Gender quotas, utilising positive discrimination, provide one avenue to improve gender diversity in organisations (217). From the study’s data it was clear that responders want gender leadership equality, but not equity. This was suggested by the overwhelming prevalence of the ‘best person for the job’ theme when expressing opposition to gender quotas. Concerns were expressed that highly qualified male councilors may be overlooked by a quota system, reducing the expertise of RANZCOG leadership, and that gender quotas create negative stigma, threatening the legitimacy of women perceived to be ‘token’ rather than valued for professional skills and attributes (218, 219). Although debunked in research of other professional groups (124), these concerns have yet to be evaluated within the medical profession and are worthy of consideration.
Multiple solutions are required to address the gender leadership gap in medicine, and many have been trialled successfully (16, 116, 135, 141, 146, 171, 220, 221). These include addressing organisational culture, providing mentoring and sponsorship, offering flexibility to workplace structures that support parenting and lifestyle considerations, leadership training, and adopting gender equality and anti-discrimination policies. It also calls for women to build self-efficacy (222), and challenge the gender culture that women have often been born into (72). Responders within our study mentioned all these possible solutions.
Limitations of our study include the discordance between membership and survey responder gender demographics, and the necessarily narrow definition of leadership, excluding leadership roles outside RANZCOG, Universities, and public hospitals. Future study in this field may benefit from expanding the leadership definition, the application of incentive to improve survey response, the use of paper or face-to-face surveys, and in-depth interviews with successful female leaders to establish their leadership pathways.

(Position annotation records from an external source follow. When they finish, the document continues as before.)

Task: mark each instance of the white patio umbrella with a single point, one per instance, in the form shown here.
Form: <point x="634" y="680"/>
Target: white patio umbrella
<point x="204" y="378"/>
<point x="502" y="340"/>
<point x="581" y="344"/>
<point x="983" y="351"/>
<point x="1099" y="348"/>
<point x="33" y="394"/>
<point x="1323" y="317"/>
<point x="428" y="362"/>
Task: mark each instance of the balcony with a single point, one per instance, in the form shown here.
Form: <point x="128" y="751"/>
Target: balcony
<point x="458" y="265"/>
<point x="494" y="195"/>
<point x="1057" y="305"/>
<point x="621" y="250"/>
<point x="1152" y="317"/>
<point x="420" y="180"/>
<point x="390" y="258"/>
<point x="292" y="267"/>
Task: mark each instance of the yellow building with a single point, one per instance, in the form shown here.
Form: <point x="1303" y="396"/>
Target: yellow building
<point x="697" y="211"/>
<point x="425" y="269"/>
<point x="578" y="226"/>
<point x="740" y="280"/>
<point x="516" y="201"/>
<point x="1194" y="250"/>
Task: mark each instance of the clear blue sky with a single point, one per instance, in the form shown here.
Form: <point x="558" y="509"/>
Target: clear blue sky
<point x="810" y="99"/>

In conclusion, this study shows that a gender leadership gap is present within RANZCOG affiliated obstetrics and gynaecology. Members of RANZCOG reveal differing opinions of leadership desires, gender bias and the role of gender quotas. Suggested solutions include leadership training, reducing structural barriers to leadership, improving awareness of gender biases, acknowledging the risk of male discrimination in our increasingly feminised speciality, and improved engagement from RANZCOG with the wider membership. Notably this study’s findings are not unique to obstetrics and gynaecology, or to the broader field of medicine.
An awareness of the leadership barriers revealed through this research provides RANZCOG with an opportunity to engage with membership-driven solutions towards achieving leadership gender equality. In turn, this might drive cultural gender leadership change, not just for RANZCOG, but for the broader community invested in women’s healthcare. Now is the time for RANZCOG to lead the way to gender leadership equality.